DELETE FROM users  -- Deletes EVERYTHING

So I added a critical safety feature:

if isinstance(stmt.stmt, (UpdateStmt, DeleteStmt)):
    if not stmt.stmt.whereClause:
        raise ValueError(
            f"{stmt_type} statements require a WHERE clause in DML_ONLY mode. "
            "This prevents accidental deletion or modification of all rows."
        )

Now users get a clear error instead of accidentally nuking their database.

Testing: Comprehensive Coverage

The final implementation includes 48 unit tests:

  • 13 tests for allowed DML operations (INSERT, UPDATE, DELETE, UPSERT)
  • 18 tests for blocked DDL operations (CREATE, ALTER, DROP, etc.)
  • 6 tests for complex queries (CTEs, subqueries, JOINs)
  • 9 tests for error handling (SQL injection, invalid syntax, timeouts)
  • 2 tests for WHERE clause requirement

Plus 7 integration tests for access mode selection.

All existing tests continue to pass—no regression introduced.

Real-World Examples

Here’s what DML_ONLY mode enables:

✅ Data Migration Scripts

-- Import data from CSV
INSERT INTO users (name, email, created_at)
SELECT name, email, NOW() FROM staging_users;

-- Clean up staging
DELETE FROM staging_users WHERE imported = true;

✅ Application Agents

-- Update order status
UPDATE orders 
SET status = 'shipped', shipped_at = NOW()
WHERE order_id = 12345;

-- Insert audit log
INSERT INTO audit_logs (action, user_id, timestamp)
VALUES ('ORDER_SHIPPED', 42, NOW());

❌ Can’t Break Things

-- These are blocked:
DROP TABLE users;           -- ❌ DDL blocked
TRUNCATE TABLE orders;      -- ❌ DDL blocked
CREATE INDEX idx_email;     -- ❌ DDL blocked
ALTER TABLE users ADD...;   -- ❌ DDL blocked

-- These require WHERE:
DELETE FROM users;          -- ❌ Missing WHERE
UPDATE orders SET status;   -- ❌ Missing WHERE

Key Takeaways

  1. Reuse battle-tested code: Building on top of SafeSqlDriver saved weeks of work and countless security bugs.

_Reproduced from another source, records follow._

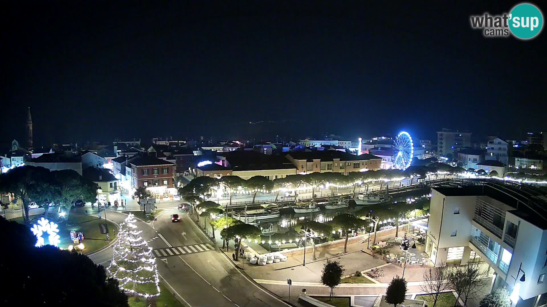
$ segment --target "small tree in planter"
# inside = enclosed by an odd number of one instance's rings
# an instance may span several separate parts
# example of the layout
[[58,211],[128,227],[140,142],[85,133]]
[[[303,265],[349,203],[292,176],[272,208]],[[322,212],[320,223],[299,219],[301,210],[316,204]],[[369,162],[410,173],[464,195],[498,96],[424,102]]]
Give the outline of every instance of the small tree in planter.
[[386,303],[393,305],[393,307],[397,307],[397,305],[404,302],[407,291],[408,288],[405,279],[399,277],[399,275],[394,277],[386,290]]
[[334,287],[340,284],[342,274],[345,270],[344,265],[341,265],[337,261],[327,260],[323,265],[321,284],[330,288],[330,299],[332,299],[334,294]]
[[233,239],[235,241],[236,261],[237,261],[239,258],[239,249],[241,247],[241,241],[245,239],[258,240],[260,239],[262,232],[256,226],[243,223],[236,224],[222,229],[220,234],[226,238],[226,243],[230,239]]

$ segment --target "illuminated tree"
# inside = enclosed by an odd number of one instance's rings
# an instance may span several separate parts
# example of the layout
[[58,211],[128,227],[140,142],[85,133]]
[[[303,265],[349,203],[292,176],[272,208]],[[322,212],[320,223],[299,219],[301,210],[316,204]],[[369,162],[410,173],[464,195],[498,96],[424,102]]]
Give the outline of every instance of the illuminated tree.
[[142,231],[137,228],[136,222],[130,213],[120,224],[107,270],[119,282],[120,289],[138,300],[138,297],[148,299],[160,295],[160,279],[152,248],[141,237]]

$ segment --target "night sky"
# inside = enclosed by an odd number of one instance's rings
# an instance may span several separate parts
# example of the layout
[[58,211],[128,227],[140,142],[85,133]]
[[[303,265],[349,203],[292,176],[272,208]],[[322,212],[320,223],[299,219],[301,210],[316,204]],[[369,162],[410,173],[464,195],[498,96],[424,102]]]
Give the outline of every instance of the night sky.
[[519,2],[25,2],[3,5],[3,143],[28,107],[36,146],[547,129],[547,33],[469,25]]

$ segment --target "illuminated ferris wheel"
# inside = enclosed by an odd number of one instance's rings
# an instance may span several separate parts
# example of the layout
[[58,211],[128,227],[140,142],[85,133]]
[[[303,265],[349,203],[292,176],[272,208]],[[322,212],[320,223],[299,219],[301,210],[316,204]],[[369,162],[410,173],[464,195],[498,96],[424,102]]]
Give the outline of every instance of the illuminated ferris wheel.
[[414,155],[414,145],[408,132],[399,132],[393,141],[393,167],[405,169],[410,166]]

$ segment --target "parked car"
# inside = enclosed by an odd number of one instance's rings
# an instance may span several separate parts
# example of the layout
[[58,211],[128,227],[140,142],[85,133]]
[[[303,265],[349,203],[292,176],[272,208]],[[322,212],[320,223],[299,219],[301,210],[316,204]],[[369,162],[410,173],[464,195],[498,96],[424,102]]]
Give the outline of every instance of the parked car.
[[190,209],[190,204],[183,203],[178,205],[178,210],[187,210]]

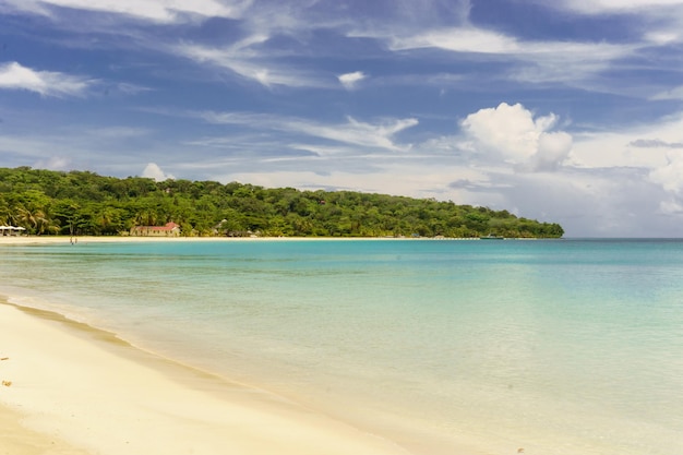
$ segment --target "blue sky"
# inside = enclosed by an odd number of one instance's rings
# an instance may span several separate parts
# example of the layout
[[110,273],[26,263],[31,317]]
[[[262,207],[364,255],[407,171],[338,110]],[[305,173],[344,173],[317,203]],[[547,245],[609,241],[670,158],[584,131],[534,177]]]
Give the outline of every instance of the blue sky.
[[683,1],[0,0],[0,166],[683,236]]

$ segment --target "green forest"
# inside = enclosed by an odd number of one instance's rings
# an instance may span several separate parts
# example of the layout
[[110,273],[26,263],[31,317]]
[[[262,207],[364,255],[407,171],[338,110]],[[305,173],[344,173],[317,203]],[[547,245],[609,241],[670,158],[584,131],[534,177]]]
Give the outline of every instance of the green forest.
[[29,235],[121,236],[173,221],[183,236],[559,238],[507,211],[352,191],[0,168],[0,225]]

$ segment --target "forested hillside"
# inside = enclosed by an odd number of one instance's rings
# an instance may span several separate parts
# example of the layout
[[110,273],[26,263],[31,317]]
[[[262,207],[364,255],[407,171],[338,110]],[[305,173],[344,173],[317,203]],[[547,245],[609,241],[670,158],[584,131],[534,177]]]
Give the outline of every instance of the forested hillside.
[[33,235],[117,236],[175,221],[184,236],[562,237],[506,211],[351,191],[0,168],[0,225]]

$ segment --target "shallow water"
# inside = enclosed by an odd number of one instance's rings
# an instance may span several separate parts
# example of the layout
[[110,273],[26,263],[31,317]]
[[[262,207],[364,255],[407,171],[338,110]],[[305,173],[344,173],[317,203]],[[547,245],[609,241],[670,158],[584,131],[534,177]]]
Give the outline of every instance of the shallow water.
[[0,247],[0,292],[416,453],[683,453],[683,242]]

  2. Code review yourself: Taking time to review my own code before submitting revealed 6 critical issues.

  3. Fail safe, not silent: Better to block a legitimate edge case than allow accidental data destruction.

  4. Test exhaustively: 48 tests might seem like overkill, but they caught issues with UPSERT, error messages, and type checking.

  5. Error messages matter: Specific error messages turn frustrating debugging sessions into quick fixes.

The Result

The DML_ONLY mode is now ready for production use. It provides:

  • Safety: WHERE clause requirements prevent accidental mass deletions
  • Clarity: Specific error messages guide users to fix issues
  • Flexibility: Supports complex queries (CTEs, JOINs, subqueries, UPSERT)
  • Performance: Optional timeout configuration for long-running queries
  • Compatibility: Zero breaking changes to existing code

You can use it today:

mcp-server-postgres postgres://user:pass@localhost/dbname \
  --access-mode dml_only \
  --query-timeout 30

What’s Next?

Potential future enhancements:

  • Optional flag to allow UPDATE/DELETE without WHERE for legitimate use cases
  • Row-level security integration
  • Query cost estimation to prevent expensive operations
  • Rate limiting for DML operations

But for now, DML_ONLY mode solves the core problem: giving AI agents and automated scripts the access they need, without the access that could destroy your data.


The complete implementation is available my fork the postgres-mcp repository. All 55 tests passing, code review complete, ready for merge.